Based on the cumulative number of confirmed cases in the three countries, France was the fastest to react to the epidemic, as it reacted before their daily new confirmed cases hit the 1,000 cases mark, which we believe to be very critical in the progression of the transmission. Therefore, it would be the least impacted among the three. France reaction was not as fast as China, France had more than 3,500 confirmed cases when reacted whereas China had only 574 confirmed cases and had very limited information about COVID-19, compared to the rest of the world now. Nevertheless, we believe that China had more than that number at that time, but they have just started tracing and testing suspected cases which was then translated into a surge in the number of newly confirmed cases, which we took into consideration when extrapolating the curve.
With the limited evidence about the appropriate timing and duration for implementing any of the suppression strategies [13]. it was not easy for the decision makers in France, Italy, and Spain to decide when should they initiate any of these strategies, and for how long it should remain in place. Moreover, this difference in timing for implementing different suppression strategies was one of the major reasons behind the variation in the number of current and expected cases of COVID-19 in these countries. Furthermore, the number of confirmed cases when initiating the suppression strategies have impacted our estimates, and we suggest that it should be taken into consideration when deciding to make such an action in the future. However, more research is needed to find when should different suppression strategies be initiated in similar situations, and for how long it should remain in place.

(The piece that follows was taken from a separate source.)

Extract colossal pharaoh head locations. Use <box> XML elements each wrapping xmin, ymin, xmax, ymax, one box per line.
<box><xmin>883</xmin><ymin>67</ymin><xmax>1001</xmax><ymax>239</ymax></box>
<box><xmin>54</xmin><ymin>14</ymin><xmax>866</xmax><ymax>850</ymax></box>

The study had some limitations, the use of visual extrapolation from one case to another is not statistically sophisticated, however our results for France were close to the middle range predictions in Massonnaud et al. study [5]. We were not able to determine if the change in the reproduction rate (Ro) for the infection as a result for the suppression strategies would be as responsive in France, Italy, and Spain as it was in China, but there is no previous evidence to contradict that. Also, the use of a constant Ro throughout the study forecasting duration would be against the assumption that the suppression strategies would invert the Ro, therefore we do not believe a constant Ro should be used in such case. Moreover, the uncertainty around the disease itself and how it could impact different populations is another limitation that we have faced, but nothing is currently known about that, and it is an area for future research. Lastly, we do not know if people in the European nations would behave similar to the Chinese when the suppression strategies are implemented and kept in place for some time, and since there is no evidence against that we assumed that they would behave the same way.